情報蘊蓄系ミステリーと呼んでいるらしい。確かに、遺伝子などに関する知識は多く書かれているが、といって、それが笠井潔氏の哲学に関する考察や、京極夏彦氏の妖怪や仏教、禅などに関する知識に匹敵するほどもなく、「へぇ~」ボタンを押したくなるようなものとは言えない。本来こういう蘊蓄や「知」はそのミステリーの基調をなすもので、それが探偵役なり主人公なりを特徴づけるものであり、ある意味異界への扉を開くものとなるべきだと考えるのだが、この作品では、単なる情報としかなっていない。読者をミスディレクションするためのトリックとも言えるので、詳しくは説明できないが、もっと深く知識を極めてもらえると面白く読めたと思う。

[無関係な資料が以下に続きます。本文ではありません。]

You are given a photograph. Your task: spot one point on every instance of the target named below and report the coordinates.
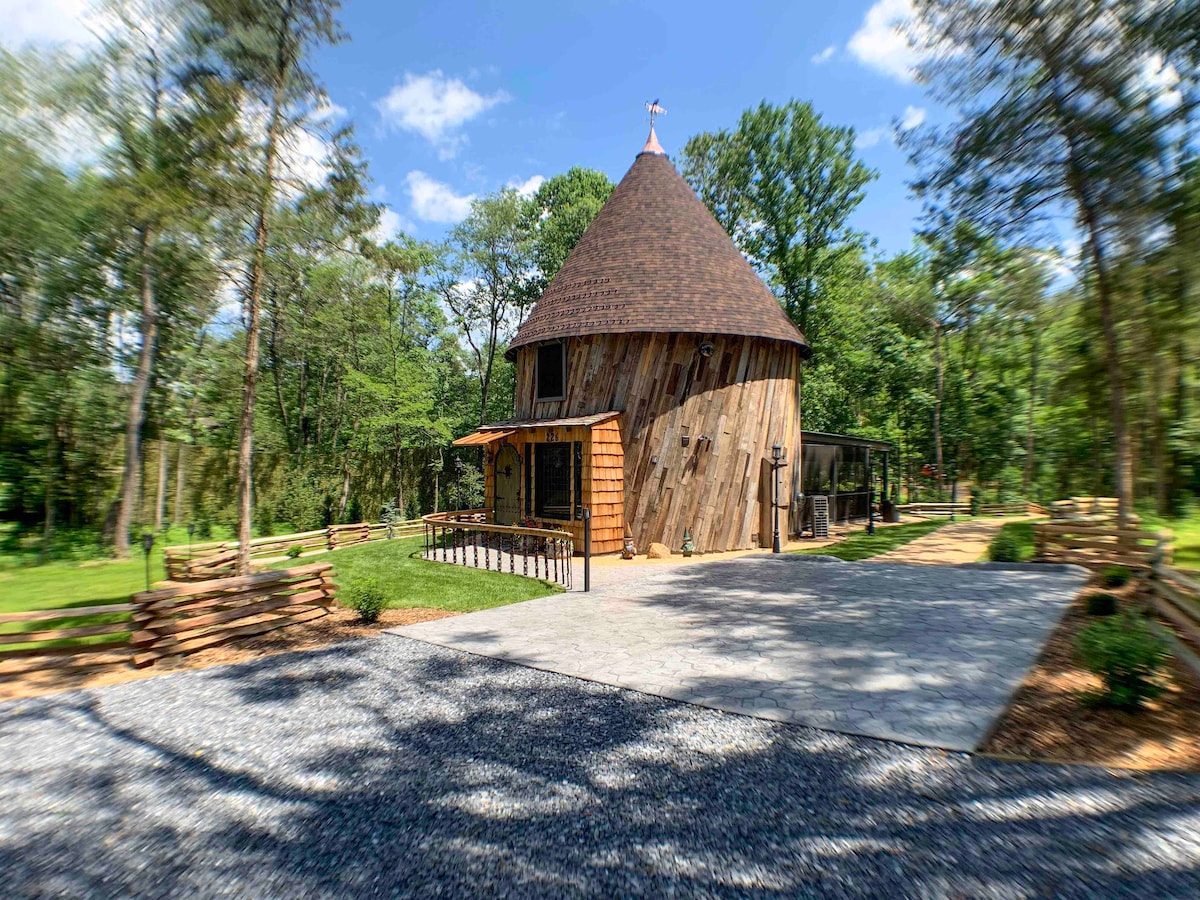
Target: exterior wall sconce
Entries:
(778, 461)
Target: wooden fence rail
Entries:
(49, 639)
(936, 509)
(1176, 598)
(1017, 508)
(173, 622)
(219, 559)
(1098, 545)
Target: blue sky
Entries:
(456, 99)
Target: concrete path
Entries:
(387, 767)
(964, 541)
(922, 654)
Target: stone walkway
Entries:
(963, 541)
(923, 654)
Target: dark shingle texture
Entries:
(654, 259)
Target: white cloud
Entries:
(529, 186)
(391, 225)
(436, 108)
(435, 202)
(913, 118)
(45, 22)
(1161, 81)
(820, 59)
(880, 41)
(870, 137)
(329, 112)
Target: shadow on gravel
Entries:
(385, 767)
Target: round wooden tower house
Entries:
(657, 376)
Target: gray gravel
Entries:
(390, 767)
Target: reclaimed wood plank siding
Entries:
(732, 406)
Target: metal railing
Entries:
(469, 538)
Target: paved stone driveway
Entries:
(923, 654)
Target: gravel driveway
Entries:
(917, 653)
(391, 767)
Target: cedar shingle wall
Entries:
(745, 397)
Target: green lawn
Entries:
(409, 581)
(1186, 532)
(405, 579)
(862, 545)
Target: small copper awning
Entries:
(483, 437)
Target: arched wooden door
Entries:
(508, 486)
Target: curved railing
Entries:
(468, 538)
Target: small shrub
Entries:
(1116, 576)
(1127, 657)
(1005, 547)
(1102, 605)
(366, 599)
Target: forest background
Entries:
(197, 328)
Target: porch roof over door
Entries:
(498, 431)
(479, 438)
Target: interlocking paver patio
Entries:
(924, 654)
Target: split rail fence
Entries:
(1099, 545)
(175, 621)
(1176, 598)
(1015, 508)
(219, 559)
(77, 637)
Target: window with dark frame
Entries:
(551, 371)
(552, 480)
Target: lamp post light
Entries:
(778, 461)
(147, 546)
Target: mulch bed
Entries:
(339, 625)
(1050, 718)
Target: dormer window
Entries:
(551, 371)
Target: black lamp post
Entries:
(870, 495)
(147, 546)
(778, 461)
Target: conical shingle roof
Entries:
(654, 259)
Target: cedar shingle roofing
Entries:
(654, 259)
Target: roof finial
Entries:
(652, 142)
(655, 111)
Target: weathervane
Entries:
(654, 109)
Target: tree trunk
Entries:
(160, 503)
(1122, 467)
(135, 418)
(178, 514)
(255, 307)
(1035, 354)
(51, 480)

さらに、刑事達によるアリバイに関する検討がやたらと多くコレって、●曜ミステリー劇場だっけ、と思ってしまう。情報系と普通の刑事ミステリーの混在が興趣をそいでいる。事件の解明役として、警部補と女性刑事、その夫である生化学研究員が登場するが、明解な探偵役としての性格設定がなく、終盤での事件解明では、それまでほとんど説明されていなかった警部補が突然中心となって事件を解決するのだが、遺伝子や遺伝病のことまで説明し、それがやたらと聡明なように描写されている。この人ってこんな感じだったっけと思われて、ひどく唐突な感じとなっている。名探偵物ではないので、べつに奇矯な人物を登場させる必要はないし、探偵役を明確に設定する必要もないとは思うが、この作品のように情報蘊蓄を語りつつ、読者をその世界の中で右往左往させるためには、それなりの語り手が必要であり、それなりの知識が必要だと感じた。
折刀一氏の他の作品…凍るタナトス・奇蹟審問官アーサーでも感じたことであるが、いずれも読者があまり知らないような知識を主題にしながらミステリーを構成するべき作品であるべきなのに、その「知識」の量と震度があまりに少なく浅く、肩透かしを食らったように感じるのは私だけであろうか。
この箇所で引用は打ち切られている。